Biographies for Kalawao County Hawaii

 

 

Brother Joseph Dutton
Stowe (Vermont) enjoys the distinction of being the birthplace of a man who has become famous throughout the civilized world— Brother Joseph Dutton. Ira B. Dutton was born in Stowe, April 27, 1843, a son of Ezra and Abigail Barnes Dutton. His mother was a sister of Royal and Samuel Barnes, lifelong residents of Stowe. When he was three years old his parents moved to Janesville, Wis. At the age of twenty he enlisted in the 13th Wisconsin Infantry and served throughout the Civil War.

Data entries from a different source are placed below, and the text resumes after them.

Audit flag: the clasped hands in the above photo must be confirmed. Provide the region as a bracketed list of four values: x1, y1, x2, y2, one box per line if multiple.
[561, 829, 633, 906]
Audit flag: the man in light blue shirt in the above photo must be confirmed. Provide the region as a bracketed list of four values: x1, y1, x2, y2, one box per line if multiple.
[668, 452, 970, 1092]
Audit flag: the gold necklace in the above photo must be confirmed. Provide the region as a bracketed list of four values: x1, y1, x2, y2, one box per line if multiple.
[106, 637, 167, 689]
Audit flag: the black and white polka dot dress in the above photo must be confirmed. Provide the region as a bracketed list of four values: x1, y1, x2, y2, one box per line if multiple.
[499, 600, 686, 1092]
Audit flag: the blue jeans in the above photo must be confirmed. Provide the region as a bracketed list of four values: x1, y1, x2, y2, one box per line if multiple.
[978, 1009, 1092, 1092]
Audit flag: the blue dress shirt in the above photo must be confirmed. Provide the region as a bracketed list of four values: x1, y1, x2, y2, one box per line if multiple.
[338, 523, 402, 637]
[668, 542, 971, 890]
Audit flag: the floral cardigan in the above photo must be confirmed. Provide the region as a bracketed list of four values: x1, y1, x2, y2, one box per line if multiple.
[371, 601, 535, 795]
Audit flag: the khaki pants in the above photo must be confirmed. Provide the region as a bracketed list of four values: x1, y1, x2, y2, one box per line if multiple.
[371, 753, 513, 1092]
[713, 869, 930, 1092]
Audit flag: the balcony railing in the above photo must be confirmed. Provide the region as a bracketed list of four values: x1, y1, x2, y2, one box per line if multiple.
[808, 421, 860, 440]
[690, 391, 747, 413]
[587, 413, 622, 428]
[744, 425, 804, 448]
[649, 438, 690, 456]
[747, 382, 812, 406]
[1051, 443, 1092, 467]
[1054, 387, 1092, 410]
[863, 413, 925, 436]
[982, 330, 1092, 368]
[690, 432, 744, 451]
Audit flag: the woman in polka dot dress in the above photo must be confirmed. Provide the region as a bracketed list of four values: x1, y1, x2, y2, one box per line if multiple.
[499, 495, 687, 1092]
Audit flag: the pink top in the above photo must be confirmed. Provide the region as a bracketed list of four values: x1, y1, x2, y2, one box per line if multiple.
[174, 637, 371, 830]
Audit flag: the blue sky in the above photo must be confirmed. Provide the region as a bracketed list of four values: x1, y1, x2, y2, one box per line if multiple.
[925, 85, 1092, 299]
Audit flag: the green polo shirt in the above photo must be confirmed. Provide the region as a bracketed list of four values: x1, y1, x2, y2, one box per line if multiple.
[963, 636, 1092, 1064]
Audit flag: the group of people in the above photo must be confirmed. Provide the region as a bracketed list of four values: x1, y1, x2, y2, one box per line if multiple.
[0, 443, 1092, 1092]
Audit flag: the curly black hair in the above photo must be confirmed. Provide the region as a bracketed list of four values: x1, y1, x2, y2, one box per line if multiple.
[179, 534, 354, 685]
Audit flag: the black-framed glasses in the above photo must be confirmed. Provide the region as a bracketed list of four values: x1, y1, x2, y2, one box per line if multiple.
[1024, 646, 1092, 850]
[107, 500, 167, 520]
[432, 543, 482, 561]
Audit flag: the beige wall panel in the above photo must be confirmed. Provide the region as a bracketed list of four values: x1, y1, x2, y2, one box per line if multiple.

He then went to Tennessee and when he was forty years old was baptized as a convert to the Catholic faith and became affiliated as a missionary with the Trappists-Franciscans. In 1886 he went to Kalawao, Island of Molokai, Hawaii, and offered his service to Father Damien in the care of lepers. He never left the island from that date, devoting his whole life to care of victims of the loathsome disease. A few years after Father Damien's death he secured the construction of a home for orphaned boys and helpless cases among adult lepers. For years he seldom left this building. Several years ago the ter­ritorial legislature of Hawaii prepared to pass a bill to give Brother Dutton a life pension of $50 a month. He refused to accept it. During his life on the island Brother Dutton con­tributed over $10,000 of his own money to the work of the colony. On March 26, 1931, he passed away at Honolulu where he had been taken for the removal of a cataract from his eye, which had rendered him nearly blind for several years.